Aus der Vielzahl von Projekten des Jahrs 2013 haben wir wieder einige ausgewählt, die wir Ihnen näherbringen möchten. Zum Beispiel "SANDRA": Dahinter steckt natürlich keine Person, sondern das gleichnamige, mit unserem Forschungsflugzeug Airbus A320 'D-ATRA' durchgeführte Flugexperiment mit dem Ziel der Entwicklung eines ganzheitlichen Kommunikationssystems für die Luftfahrt. Und obwohl das Forschungsflugzeug Dornier 728 in einer Halle des DLR-Standorts Göttingen steht und nicht mehr abheben wird, liefert es wertvolle Dienste für die Wissenschaft. Hier wird Kabinenforschung betrieben und im Rahmen des Projekts LiKab untersucht, welchen Einfluss Licht auf Flugzeugpassagiere hat.

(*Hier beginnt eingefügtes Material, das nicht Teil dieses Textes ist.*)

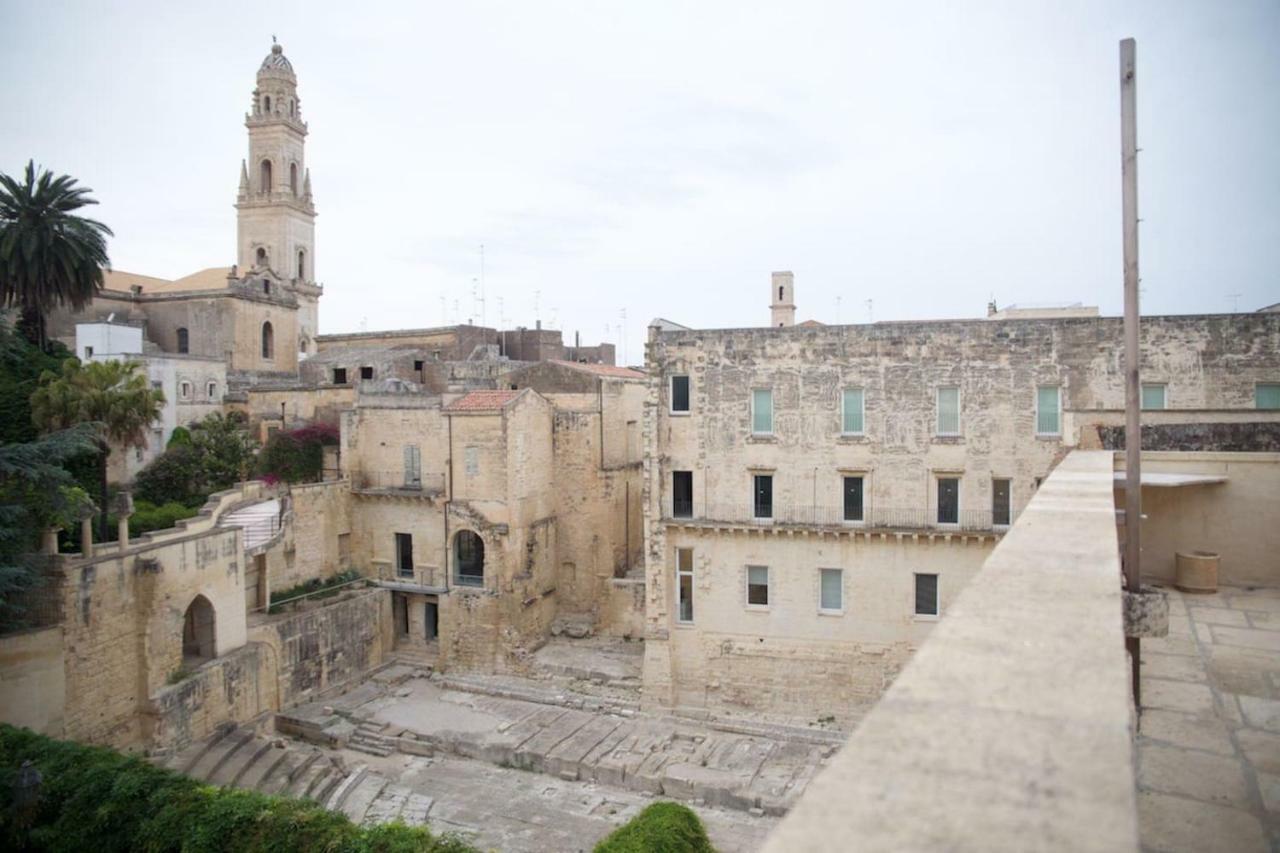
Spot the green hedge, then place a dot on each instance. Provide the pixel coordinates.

Außerdem: Das 3500 Quadratmeter große, neu eröffnete :envihab des DLR in Köln, ein "Schnellkochtopf" für Materialien der Zukunft, selbstparkende Autos, das Kompetenzzentrum CeraStorE für eine nachhaltige Energieversorgung, Windkanalforschung und vieles mehr.

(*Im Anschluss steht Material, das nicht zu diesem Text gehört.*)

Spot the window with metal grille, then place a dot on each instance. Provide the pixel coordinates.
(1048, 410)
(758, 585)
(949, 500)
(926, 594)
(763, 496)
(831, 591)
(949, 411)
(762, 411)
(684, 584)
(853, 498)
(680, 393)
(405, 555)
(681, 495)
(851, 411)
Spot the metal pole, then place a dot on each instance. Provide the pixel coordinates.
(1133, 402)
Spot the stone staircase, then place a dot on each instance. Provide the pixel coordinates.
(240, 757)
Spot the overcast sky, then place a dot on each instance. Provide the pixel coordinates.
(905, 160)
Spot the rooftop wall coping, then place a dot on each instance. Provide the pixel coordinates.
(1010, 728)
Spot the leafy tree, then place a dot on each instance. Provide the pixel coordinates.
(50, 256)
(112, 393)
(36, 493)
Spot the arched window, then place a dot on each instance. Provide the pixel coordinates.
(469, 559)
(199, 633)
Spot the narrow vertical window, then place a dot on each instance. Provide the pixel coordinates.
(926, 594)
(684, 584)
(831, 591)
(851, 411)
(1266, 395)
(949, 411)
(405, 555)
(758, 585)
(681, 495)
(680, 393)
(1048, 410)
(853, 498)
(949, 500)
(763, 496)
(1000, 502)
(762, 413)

Doch wie immer richten wir den Blick nicht nur zurück, sondern auch nach vorn, und zwar auf eines der Highlights des Jahres 2014: Die Mission "Blue Dot" des deutschen ESA-Astronauten Alexander Gerst. Am 28. Mai 2014 soll er zur Internationalen Raumstation ISS aufbrechen. Im Video berichtet er von den Vorbereitungen zu seiner Mission.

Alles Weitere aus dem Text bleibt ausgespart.